Na semana em que se comemorou o Dia dos Professores, vários telejornais deram destaque ao projeto fabuloso e emocionante da Professora Noadias Castro Braz de Novaes, mais conhecida como Noadias Novaes, moradora do distrito de Betânia do Cruxati, Itapipoca, Ceará. Noadias é uma força da Natureza: rompe barreiras, vai além da sua vocação, a dedicação, estudos, carinho, determinação, perseverança e a crença em seu ideal fazem com que a professora supere qualquer empecilho.

Noadias transforma seu trabalho em um amor incondicional à educação de crianças especiais! Começou o projeto sem nenhuma pretensão, mas repercutiu nacionalmente, e não se engane: a educadora não perde o foco, para ela o que interessa é continuar o seu nobre trabalho, como nos conta na entrevista. As fotos que ilustram a entrevista são de @Vaguinhofotografia

➢ Conte-nos um pouquinho sobre a sua infância. Desde pequena já pensava em ser professora?

Na minha infância sempre via a minha mãe Lígia, que era professora (hoje aposentada), em sua rotina diária em planejamentos das aulas, correções dos trabalhos dos alunos e, sempre que possível, também a acompanhava na escola, mas nunca pensei que um dia poderia estar também na frente de uma lousa dando aulas. Lembro também que brincávamos de “escolinha” com minha irmã e primos, mas sempre como aluna.

➢ Como sua mãe é professora, ela te influenciou na escolha da profissão?

Sim. Pela convivência e as oportunidades que surgiam na época talvez houvesse uma determinada influência para que eu também seguisse a carreira do magistério, e que escolha maravilhosa que fiz! Tenho até a sensação de que foi o magistério que me escolheu. Minha mãe era professora da zona rural, que na época recebia a conotação

de “Regente Rural”, ela não possuía condições financeiras para financiar um curso universitário para mim, então, minhas tias se reuniram e pagaram minha faculdade de Pedagogia.

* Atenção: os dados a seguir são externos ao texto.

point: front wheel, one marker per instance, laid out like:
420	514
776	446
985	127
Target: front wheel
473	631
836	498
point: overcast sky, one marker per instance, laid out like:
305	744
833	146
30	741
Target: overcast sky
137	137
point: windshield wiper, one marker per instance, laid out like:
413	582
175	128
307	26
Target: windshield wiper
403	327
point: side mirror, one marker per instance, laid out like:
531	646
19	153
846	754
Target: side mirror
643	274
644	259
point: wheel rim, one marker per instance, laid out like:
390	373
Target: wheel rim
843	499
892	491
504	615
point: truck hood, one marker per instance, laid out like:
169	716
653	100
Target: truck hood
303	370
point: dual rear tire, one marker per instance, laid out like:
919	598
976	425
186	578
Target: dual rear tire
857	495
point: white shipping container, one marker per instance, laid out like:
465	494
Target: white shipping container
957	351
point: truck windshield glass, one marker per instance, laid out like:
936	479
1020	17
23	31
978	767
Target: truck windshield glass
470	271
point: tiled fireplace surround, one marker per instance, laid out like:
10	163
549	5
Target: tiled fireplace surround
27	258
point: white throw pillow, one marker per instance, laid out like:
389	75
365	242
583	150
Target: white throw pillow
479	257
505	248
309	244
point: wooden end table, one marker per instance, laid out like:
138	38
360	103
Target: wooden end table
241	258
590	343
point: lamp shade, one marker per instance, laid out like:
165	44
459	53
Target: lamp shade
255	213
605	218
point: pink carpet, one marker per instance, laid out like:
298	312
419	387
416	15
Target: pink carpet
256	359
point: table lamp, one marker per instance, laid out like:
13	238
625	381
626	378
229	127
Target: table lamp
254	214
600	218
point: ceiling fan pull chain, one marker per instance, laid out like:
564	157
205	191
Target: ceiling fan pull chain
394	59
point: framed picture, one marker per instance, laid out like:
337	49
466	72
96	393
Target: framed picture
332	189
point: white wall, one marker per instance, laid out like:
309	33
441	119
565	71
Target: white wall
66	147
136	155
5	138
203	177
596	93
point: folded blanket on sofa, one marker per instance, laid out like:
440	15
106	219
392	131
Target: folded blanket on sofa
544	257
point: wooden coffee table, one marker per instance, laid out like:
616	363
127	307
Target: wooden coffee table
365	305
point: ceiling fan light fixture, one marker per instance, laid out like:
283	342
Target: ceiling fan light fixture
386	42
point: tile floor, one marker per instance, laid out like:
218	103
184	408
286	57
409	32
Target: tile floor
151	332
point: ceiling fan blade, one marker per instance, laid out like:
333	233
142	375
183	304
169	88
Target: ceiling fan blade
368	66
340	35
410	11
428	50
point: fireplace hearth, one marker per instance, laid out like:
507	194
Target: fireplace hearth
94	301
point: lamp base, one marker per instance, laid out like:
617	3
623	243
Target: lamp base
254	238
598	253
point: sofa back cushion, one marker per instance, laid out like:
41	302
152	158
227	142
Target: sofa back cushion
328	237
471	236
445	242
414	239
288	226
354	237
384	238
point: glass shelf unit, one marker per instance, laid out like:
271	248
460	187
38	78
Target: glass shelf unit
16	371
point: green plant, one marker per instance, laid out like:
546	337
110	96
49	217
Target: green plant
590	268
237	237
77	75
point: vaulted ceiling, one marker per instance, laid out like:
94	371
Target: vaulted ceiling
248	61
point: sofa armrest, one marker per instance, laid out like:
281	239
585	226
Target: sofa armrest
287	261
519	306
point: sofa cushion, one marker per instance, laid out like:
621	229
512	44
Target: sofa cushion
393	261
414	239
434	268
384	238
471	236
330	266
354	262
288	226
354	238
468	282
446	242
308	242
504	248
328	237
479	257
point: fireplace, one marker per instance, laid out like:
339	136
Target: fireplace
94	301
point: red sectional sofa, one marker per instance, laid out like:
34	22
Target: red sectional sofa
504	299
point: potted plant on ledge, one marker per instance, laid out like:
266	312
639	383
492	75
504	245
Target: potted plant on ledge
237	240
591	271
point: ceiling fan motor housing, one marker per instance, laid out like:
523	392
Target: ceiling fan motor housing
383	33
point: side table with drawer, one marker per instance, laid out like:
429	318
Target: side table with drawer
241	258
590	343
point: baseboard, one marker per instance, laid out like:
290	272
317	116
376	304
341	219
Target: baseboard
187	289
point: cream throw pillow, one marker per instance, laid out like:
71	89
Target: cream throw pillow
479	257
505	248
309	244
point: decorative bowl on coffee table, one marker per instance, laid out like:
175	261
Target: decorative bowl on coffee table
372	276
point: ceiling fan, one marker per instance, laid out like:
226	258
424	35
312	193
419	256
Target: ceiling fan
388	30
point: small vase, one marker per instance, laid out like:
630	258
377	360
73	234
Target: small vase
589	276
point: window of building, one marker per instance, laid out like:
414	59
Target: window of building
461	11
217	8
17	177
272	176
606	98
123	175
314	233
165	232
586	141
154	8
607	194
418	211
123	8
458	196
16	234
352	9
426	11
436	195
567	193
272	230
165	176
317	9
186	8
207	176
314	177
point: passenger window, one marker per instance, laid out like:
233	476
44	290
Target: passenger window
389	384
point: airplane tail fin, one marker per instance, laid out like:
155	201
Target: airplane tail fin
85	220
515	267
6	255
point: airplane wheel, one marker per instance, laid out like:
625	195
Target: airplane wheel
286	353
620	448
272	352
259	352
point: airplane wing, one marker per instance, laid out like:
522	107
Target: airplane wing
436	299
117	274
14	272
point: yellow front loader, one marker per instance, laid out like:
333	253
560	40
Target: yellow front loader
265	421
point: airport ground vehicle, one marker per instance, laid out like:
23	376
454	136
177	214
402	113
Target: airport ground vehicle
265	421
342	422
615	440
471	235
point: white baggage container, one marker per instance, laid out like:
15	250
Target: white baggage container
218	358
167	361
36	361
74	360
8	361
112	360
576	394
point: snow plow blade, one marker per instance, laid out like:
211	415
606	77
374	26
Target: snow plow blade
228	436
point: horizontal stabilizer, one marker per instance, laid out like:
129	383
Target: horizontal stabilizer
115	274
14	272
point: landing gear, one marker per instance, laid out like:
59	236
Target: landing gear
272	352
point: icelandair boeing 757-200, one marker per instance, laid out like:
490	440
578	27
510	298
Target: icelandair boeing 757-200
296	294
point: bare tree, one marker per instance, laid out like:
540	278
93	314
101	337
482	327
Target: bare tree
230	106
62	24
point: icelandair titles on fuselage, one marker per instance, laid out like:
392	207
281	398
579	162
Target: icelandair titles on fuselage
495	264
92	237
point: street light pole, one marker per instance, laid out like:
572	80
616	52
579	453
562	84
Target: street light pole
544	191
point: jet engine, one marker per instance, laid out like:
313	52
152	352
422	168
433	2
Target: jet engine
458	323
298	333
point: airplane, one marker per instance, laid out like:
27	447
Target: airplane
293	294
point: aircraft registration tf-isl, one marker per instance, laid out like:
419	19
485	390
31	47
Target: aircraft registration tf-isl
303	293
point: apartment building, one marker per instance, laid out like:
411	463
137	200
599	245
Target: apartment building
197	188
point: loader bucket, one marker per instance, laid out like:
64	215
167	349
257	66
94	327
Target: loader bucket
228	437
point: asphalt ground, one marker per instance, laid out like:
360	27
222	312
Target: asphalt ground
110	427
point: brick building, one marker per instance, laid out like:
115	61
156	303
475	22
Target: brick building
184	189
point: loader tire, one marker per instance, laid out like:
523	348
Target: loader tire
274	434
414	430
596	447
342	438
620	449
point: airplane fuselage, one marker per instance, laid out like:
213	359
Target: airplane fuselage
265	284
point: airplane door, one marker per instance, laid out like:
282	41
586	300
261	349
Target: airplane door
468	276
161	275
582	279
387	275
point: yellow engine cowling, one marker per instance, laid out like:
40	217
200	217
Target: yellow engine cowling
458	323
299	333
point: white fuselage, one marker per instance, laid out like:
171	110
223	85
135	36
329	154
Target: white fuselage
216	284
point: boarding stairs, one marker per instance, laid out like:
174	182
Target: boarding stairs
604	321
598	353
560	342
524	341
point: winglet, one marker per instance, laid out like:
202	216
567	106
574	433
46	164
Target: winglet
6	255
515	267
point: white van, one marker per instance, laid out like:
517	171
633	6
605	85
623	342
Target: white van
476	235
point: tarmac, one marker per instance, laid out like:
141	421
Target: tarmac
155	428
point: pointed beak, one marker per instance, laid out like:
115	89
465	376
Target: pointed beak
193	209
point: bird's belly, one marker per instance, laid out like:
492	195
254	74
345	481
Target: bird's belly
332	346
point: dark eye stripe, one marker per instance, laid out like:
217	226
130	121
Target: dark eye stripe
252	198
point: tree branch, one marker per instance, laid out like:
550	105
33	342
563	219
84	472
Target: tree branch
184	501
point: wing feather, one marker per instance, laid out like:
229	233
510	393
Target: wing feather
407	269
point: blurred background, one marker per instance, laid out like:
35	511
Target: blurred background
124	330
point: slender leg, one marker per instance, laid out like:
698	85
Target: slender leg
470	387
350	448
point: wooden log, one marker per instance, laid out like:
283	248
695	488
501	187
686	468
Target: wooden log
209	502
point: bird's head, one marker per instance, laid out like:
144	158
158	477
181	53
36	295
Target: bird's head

➢ Quando você começou a lecionar?

A primeira oportunidade para lecionar surgiu em 2005, como professora temporária, em turmas do Ensino Médio em uma escola pública, cerca de 7 quilômetros distante do local onde moro. No primeiro mês de salário, financiei uma motocicleta em 48 meses, aprendi a andar de moto nas estradas indo à escola, onde levava muitas quedas. Nessa escola passei um ano, no ano seguinte fui transferida para uma escola situada na minha localidade, Betânia, onde fiquei por 12 anos. Lembro que o salário que recebia era pra investir nas tecnologias do momento para melhorar na ministração das aulas como: retroprojetor, reagentes e produtos acessíveis para as aulas de química, Datashow etc. Eu ficava muito satisfeita com a reação dos alunos quando chegava com algo moderno, moderno pelo menos para nós (risos).

➢ Como surgiu a chance de trabalhar com alunos especiais?

Finalmente, me efetivei como professora de Educação Infantil na Rede Municipal de Itapipoca. Na primeira turma do Pré II (atualmente Infantil V), tive a oportunidade de encontrar entre os matriculados um aluno com Síndrome de Down. Aquele ano foi de grande desafio para minha carreira profissional, primeiro tive que buscar conhecer o que era essa síndrome e como a pessoa que a possui aprende. Em seguida, tive que planejar as aulas sempre tendo cuidado de contemplar também esse aluno. Não imaginaria jamais que este seria um de muitos desafios que viriam e que decidiriam definitivamente o que realmente me realizaria profissionalmente e pessoalmente.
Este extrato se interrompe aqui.